I'm happy that finally I can help you in something. I was in debt with you as you have helped me a lot.

If I can help you with something I would be happy.

Regards.

I'm happy that finally I can help you in something. I was in debt with you as you have helped me a lot.

If I can help you with something I would be happy.

Thanks for your info. Can you send me your email address (to my email), so I can contact you easier when I encounter some problem? Thanks.

I have mailed you to the sourceforge address. (I don't know if you refer to that one)
Please, feel free to contact with me whenever you want. I'll be glad if I can help you with something.

Greets.

Link39 wrote:

I have mailed you to the sourceforge address. (I don't know if you refer to that one)
Please, feel free to contact with me whenever you want. I'll be glad if I can help you with something.

I haven't received anything :-( See my forum profile for email address (link is on the left).

I received an undelivered mail response from the sourceforge server, so I have mailed you again to the other address.

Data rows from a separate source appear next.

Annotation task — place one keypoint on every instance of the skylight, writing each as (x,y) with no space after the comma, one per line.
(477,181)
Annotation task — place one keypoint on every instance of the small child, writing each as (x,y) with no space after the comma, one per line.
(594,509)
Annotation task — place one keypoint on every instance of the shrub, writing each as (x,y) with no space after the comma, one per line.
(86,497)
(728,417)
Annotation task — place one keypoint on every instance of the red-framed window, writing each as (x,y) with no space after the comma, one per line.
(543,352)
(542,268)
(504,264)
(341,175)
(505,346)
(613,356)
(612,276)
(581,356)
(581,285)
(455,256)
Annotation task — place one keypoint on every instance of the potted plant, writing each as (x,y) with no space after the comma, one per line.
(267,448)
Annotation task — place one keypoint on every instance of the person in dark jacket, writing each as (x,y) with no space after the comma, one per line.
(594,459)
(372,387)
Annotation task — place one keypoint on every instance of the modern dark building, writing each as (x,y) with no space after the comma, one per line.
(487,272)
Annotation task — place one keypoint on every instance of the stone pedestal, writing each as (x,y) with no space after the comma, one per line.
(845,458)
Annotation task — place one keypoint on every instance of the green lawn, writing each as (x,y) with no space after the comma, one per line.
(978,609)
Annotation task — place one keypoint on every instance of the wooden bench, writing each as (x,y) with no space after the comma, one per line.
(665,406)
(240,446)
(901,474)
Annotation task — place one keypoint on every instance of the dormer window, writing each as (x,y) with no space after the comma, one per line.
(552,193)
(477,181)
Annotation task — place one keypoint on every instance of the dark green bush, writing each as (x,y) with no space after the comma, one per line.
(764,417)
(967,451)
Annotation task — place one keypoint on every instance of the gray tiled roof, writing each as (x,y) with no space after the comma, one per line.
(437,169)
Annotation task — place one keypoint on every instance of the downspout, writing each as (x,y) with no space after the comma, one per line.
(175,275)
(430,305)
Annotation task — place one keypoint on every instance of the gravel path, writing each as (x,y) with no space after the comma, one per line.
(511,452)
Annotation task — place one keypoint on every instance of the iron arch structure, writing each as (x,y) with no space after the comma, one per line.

Hope you receive it this time ;)

I have noticed that uploading files with sftp subsystem takes exactly double time than downloading the same files. I have been doing some tweaks to the upload mechanism but I was not able to reduce in more than 1 second the upload time. I have also incremented the upload buffer but it doesn't affect at all. I get double upload time with WinSCP, my library and psftp. With other clients such as f-secure sftp client the upload time was exactly the same as the download time (as it should be).

All tests where done in local, so the network connection doesn't affect. I did the tests with compression and without it and as I was transferring a compressed file, timings with compression were greater than without it.

With large files this is a real problem, and I think that's a putty core problem.

Do you know any tweak that could be applyed to the sftp upload core to reduce the upload time?
As the cipher used for uploading and downloading is the same, the timings should be also the same.
I'm trying to find the cause but I haven't found it for the moment.

Could the encrypting functions be the responsible of this issue (for example if encryption is slower than decryption)?

By the way, how could I select the cipher to use in each session?

Thanks.

Oh, I'm sorry for the last question. I didn't looked for it before posting.
I guess that the cfg.ssh_cipherlist is used for setting the preferred order of the ciphers to use.

So I redefine the question: If the user selects for example AES and the server only supports ssh1, will the putty's core fallback to the next cipher in the list?

Thanks.

Link39 wrote:

So I redefine the question: If the user selects for example AES and the server only supports ssh1, will the putty's core fallback to the next cipher in the list?

Yes it will. And if it falls below CIPHER_WARN then askcipher() is called.